# Gearing up Python for High-Speed HDF Adventures
## Khairulmizam Samsudin, PhD
#### Faculty of Engineering, Universiti Putra Malaysia
#### khairulmizam@upm.edu.my

In [None]:
from util import *

In [28]:
# Generate diagram for Data Flow slide
graph = """
sequenceDiagram
    participant Sensor as Sensor
    participant LocalStorage as Local Storage (HDF5)
    participant Preprocessing as Preprocessing
    participant AISystem as AI System
    participant Decision as Decision/Action

    Sensor->>LocalStorage: Collects Raw Data
    LocalStorage->>Preprocessing: Stores Raw Data
    Preprocessing->>LocalStorage: Processes and Saves Clean Data
    LocalStorage->>AISystem: Provides Clean Data
    MLModel->>Decision: Predicts/Analyzes Data
    Decision-->>AISystem: Feedback for System Improvement
    AISystem-->>Preprocessing: Requests More Data (if needed)
"""
mermaid_ink(graph, "images/context1.jpg")

graph = """
sequenceDiagram
    box white Focus of this talk
    participant Sensor as Sensor
    participant LocalStorage as Local Storage (HDF5)
    participant Preprocessing as Preprocessing
    end
    participant AISystem as AI System
    participant Decision as Decision/Action

    Sensor->>LocalStorage: Collects Raw Data
    LocalStorage->>Preprocessing: Stores Raw Data
    Note over Sensor, LocalStorage: Focus of this talk
    Preprocessing->>LocalStorage: Processes and Saves Clean Data
    LocalStorage->>AISystem: Provides Clean Data
    MLModel->>Decision: Predicts/Analyzes Data
    Decision-->>AISystem: Feedback for System Improvement
    AISystem-->>Preprocessing: Requests More Data (if needed)
"""
#mermaid_ink(graph)
mermaid_ink(graph, "images/context1a.jpg")

### Data Flow
![Context of HDF5](./images/context1.jpg)

### Data Flow
![Context of HDF5](./images/context1a.jpg)

### Background
- Focus on optimizing data storage to handle large datasets efficiently and at high speeds during data acquisition stage
- **Data acquisition** is the crucial first step in AI and engineering applications.
  - The quality and efficiency of data collection directly impact the performance and accuracy of AI/ML models
  - Challenges: size, bandwidth, latency and cost

### Introduction to HDF5
- **Overview**:
  - [HDF5](https://www.hdfgroup.org/) is an open file format and set of tools for managing complex data.
  - Ideal for storing large volumes of numerical data efficiently. (e.g.
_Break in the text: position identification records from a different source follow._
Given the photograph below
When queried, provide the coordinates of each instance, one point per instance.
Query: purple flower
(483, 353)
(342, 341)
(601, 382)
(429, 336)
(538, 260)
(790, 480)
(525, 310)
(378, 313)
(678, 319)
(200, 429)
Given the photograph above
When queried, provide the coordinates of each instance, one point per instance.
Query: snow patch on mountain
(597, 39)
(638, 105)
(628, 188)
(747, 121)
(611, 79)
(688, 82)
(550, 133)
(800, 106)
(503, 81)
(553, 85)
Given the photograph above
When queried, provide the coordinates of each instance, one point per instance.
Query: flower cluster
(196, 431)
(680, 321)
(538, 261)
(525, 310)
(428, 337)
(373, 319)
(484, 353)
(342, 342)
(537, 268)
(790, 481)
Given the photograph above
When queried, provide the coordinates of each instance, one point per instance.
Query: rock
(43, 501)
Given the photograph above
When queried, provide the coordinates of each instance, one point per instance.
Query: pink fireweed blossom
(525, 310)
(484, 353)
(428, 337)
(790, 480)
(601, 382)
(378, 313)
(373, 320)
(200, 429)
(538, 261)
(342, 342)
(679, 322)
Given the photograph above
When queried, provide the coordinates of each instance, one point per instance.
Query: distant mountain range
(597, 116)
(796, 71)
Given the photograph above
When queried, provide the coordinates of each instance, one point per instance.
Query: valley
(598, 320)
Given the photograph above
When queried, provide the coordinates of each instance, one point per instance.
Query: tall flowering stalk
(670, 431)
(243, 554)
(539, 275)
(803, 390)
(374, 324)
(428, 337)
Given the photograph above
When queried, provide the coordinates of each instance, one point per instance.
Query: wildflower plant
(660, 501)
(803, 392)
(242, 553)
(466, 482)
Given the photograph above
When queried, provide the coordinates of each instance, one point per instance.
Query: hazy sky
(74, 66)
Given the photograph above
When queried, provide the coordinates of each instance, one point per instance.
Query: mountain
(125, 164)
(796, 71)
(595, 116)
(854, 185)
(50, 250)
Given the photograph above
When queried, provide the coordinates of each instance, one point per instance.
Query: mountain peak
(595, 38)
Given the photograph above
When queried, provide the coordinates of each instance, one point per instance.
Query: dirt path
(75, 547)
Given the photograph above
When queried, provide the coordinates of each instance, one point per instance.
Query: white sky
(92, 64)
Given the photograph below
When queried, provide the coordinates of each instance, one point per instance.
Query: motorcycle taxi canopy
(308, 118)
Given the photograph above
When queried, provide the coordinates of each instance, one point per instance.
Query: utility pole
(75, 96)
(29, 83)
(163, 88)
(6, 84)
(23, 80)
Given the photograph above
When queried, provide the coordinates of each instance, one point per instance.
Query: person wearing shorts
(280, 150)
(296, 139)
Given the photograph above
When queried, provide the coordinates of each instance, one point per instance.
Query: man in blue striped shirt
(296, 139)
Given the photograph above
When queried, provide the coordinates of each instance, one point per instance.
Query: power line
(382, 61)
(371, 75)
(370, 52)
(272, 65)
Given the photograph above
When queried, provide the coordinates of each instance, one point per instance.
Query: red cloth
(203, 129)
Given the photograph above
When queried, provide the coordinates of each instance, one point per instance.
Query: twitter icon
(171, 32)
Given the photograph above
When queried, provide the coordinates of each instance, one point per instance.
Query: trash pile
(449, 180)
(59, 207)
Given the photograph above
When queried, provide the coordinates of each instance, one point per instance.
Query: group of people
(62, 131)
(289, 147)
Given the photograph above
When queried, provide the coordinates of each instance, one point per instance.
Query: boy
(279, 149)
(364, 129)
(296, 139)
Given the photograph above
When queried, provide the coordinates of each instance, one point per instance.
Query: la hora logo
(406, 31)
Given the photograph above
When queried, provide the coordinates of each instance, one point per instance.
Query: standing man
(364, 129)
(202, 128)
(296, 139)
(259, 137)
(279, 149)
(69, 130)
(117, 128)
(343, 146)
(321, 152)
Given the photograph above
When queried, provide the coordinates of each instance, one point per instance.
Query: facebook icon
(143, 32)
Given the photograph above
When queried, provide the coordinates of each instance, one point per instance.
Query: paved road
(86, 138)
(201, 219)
MRI, LIDAR point cloud, genomic, geospatial, earth science) 
  - Supported programming languages: **C**, C++, Fortran, **Python**, Java and many more.

### Why HDF5?
- **Performance**: Faster read/write speeds compared to traditional formats like CSV
- **Scalability**: Capable of handling large datasets without significant performance degradation.
- **Flexibility**: Supports a variety of data types and complex data structures. i.e. metadata and data

### Limitations of HDF5
1. **Inflexibility of Datasets**: Once a dataset is written in HDF5, it cannot be directly overwritten.
2. **Non-Extendable Datasets**:By default, datasets in HDF5 are of a fixed size, meaning they cannot grow beyond their initial allocation.
3. **Fragmentation Issues**: Appending datasets can lead to fragmentation, where the file system has to manage scattered blocks of data.

### Demo setup

In [39]:
import numpy as np
import csv
import h5py
import os

%load_ext memory_profiler

# Generate sample data
large_data = np.random.rand(int(1e5), 10)

The memory_profiler extension is already loaded. To reload it, use:
  %reload_ext memory_profiler


### HDF5 vs CSV Read/Write performance

In [49]:
def csv_write(filename, data):
    with open(filename, 'w', newline='') as file:
        writer = csv.writer(file)
        writer.writerows(data)
def h5_write(filename, data, dtype = 'float64', chunk_size = True):
    with h5py.File(filename, 'w') as file:
        file.create_dataset('dataset', data=data.astype(dtype), chunks = chunk_size)    
def csv_read(filename):
    with open('sample_data.csv', 'r') as file:
        reader = csv.reader(file)
        data_csv = [row for row in reader]
def h5_read(filename ):
    with h5py.File('sample_data.h5', 'r') as file:
        data_hdf5 = file['dataset'][:]

print(f"Profiling Write")
%timeit csv_write('sample_data.csv', large_data)
%timeit h5_write('sample_data.h5', large_data)
print(f"Profiling Read")
%timeit csv_read('sample_data.csv')
%timeit h5_read('sample_data.h5')

Profiling Write
1.21 s ± 84.3 ms per loop (mean ± std. dev. of 7 runs, 1 loop each)
72.2 ms ± 18.6 ms per loop (mean ± std. dev. of 7 runs, 10 loops each)
Profiling Read
239 ms ± 1.34 ms per loop (mean ± std. dev. of 7 runs, 1 loop each)
10.6 ms ± 44.1 μs per loop (mean ± std. dev. of 7 runs, 100 loops each)


### HDF5 vs CSV Size

In [18]:
csv_size = os.path.getsize('sample_data.csv')
hdf5_size = os.path.getsize('sample_data.h5')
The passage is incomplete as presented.